Frequently asked questions
What is a KVM VPS?
A virtual private server built on KVM virtualization. It gives you a fully isolated machine with its own kernel, dedicated vCPU and RAM, and real root-level control — not a shared container like OpenVZ. Every tier at vpscrypto, from Pup to Fenrir, is KVM.
What does no-KYC mean?
It means the host does not collect identity documents — no ID upload and no "Know Your Customer" check. It is not the same as anonymity: we say private, not anonymous, because anonymity also depends on your own payment and network hygiene. More detail on the no-KYC VPS page.
What is an NVMe VPS?
A VPS whose storage is NVMe solid-state — flash that connects over PCIe and is far faster than SATA SSD or spinning disk. Some "cheap" offshore hosts quietly fall back to SSD or HDD to hit a low price; every vpscrypto tier is all-NVMe.
What is a clean IP?
An IP address with no spam or abuse history that is not listed on DNS blacklists, so your mail and signups are not pre-flagged. We screen and allocate clean IP space, and you can verify a range yourself with our blacklist-check guide.
What is x402?
An open payment protocol that lets software pay over HTTP using the 402 Payment Required status code.

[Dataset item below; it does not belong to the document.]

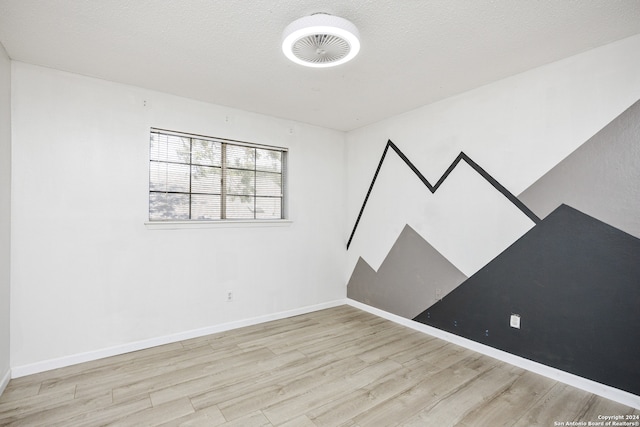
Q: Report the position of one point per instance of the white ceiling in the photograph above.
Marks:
(227, 52)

We support gasless USDC-on-Base via x402 so an AI agent can buy and deploy a VPS without a human checkout — see the agents page.
Is DMCA-ignored the same as anonymous or offshore?
No — they are three different things people often conflate. Offshore is about where the server physically sits. No-KYC is about not collecting your ID. DMCA-ignored is an operational takedown policy, not legal immunity. A host can be any one of these without the others; we explain the policy honestly in is DMCA-ignored hosting legal.